Now onto serious matters, like where did I get these facts from, or what source provided this data?  Can I rely on this data to be accurate?

These types of questions you probably ask yourself or your colleagues when you require the latest HR reports or a set of workforce statistics. They spark conversations about trust. Trust that the content is accurate, trust that information quality is not costing the business, and trust that we are doing a good job on data governance and are miles ahead of our competitors!

I was having a rather long conversation (2 days to be precise), with a HR team at a large energy provider. They are embarking on a HR data quality project to look at 3 key areas:

  • Confidence in Data
  • Security & Data Protection
  • Manual Interventions carried out by staff

Whilst I was helping them analyse their SAP HR Data, it became apparent that the data was in good shape.

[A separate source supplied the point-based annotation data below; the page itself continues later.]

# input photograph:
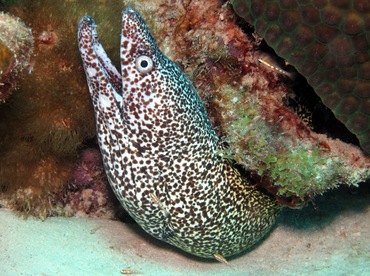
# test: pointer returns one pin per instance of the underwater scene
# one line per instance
(185, 137)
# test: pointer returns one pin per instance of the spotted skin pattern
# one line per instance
(160, 151)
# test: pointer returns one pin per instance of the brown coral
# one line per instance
(329, 43)
(16, 45)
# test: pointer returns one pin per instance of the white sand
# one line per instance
(333, 240)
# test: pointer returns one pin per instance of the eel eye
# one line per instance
(144, 64)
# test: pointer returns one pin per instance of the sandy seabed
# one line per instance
(332, 238)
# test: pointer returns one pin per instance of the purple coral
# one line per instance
(329, 43)
(87, 192)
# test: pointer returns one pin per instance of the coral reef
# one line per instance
(87, 192)
(16, 45)
(47, 123)
(328, 42)
(247, 104)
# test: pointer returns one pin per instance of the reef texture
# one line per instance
(47, 123)
(328, 42)
(16, 45)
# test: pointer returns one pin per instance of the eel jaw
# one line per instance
(103, 79)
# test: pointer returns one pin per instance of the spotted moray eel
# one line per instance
(160, 151)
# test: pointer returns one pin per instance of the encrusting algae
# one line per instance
(48, 123)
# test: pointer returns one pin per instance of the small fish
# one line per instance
(270, 64)
(160, 151)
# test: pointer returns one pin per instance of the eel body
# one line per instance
(160, 151)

There were a few improvements needed here and there, but overall the data gave them the confidence to say ‘these reports are accurate, you can trust what we are providing you with can help you to make better decisions’.  So a tick in the box for the first bullet point!

Whilst I was sat finishing up my data extract, one of the team had to pop out for a business meeting for an hour; he immediately locked his laptop, the infamous Control-Alt-Del and went on his way. I guess I am from an external company and could have easily accessed their sensitive HR data, so another tick in the box for the second bullet point!

You can’t get away from certain manual tasks such as processing new hires or employment changes. You can only automate as much as you can, or find a solution or product from a vendor. But inevitably, just sometimes, the manual way is the best way. We didn’t find much in the way to improve some manual interventions, so final tick in the box for the last bullet point!

What were the outcomes? Well after analysing the SAP HR Data, it was agreed that the data was fit for purpose: it allowed the team to run reports and feel more confident.  The team have the skills and knowledge to provide reporting solutions for their business communities and are looking at smarter ways of reducing the different types of employee queries that come through. They can now prepare business users with better knowledge of data standards and what is required from them. More importantly, the HR team can now take this successful project onto the next level, by looking at governance and data quality for the whole business, rather than working in silos.

So, next time you’re on that train London bound past Didcot, looking up where those famous chimney stacks used to stand, think about your new found knowledge; enthusiastic Greenpeace campaigners scaling the chimneys, or adrenalin junkies that loved to fly above them, and perhaps share this with the person next to you on the train.

I will be posting more blogs in future around data, processes and governance. More importantly I’ll share with you my experiences and viewpoints from organisations themselves.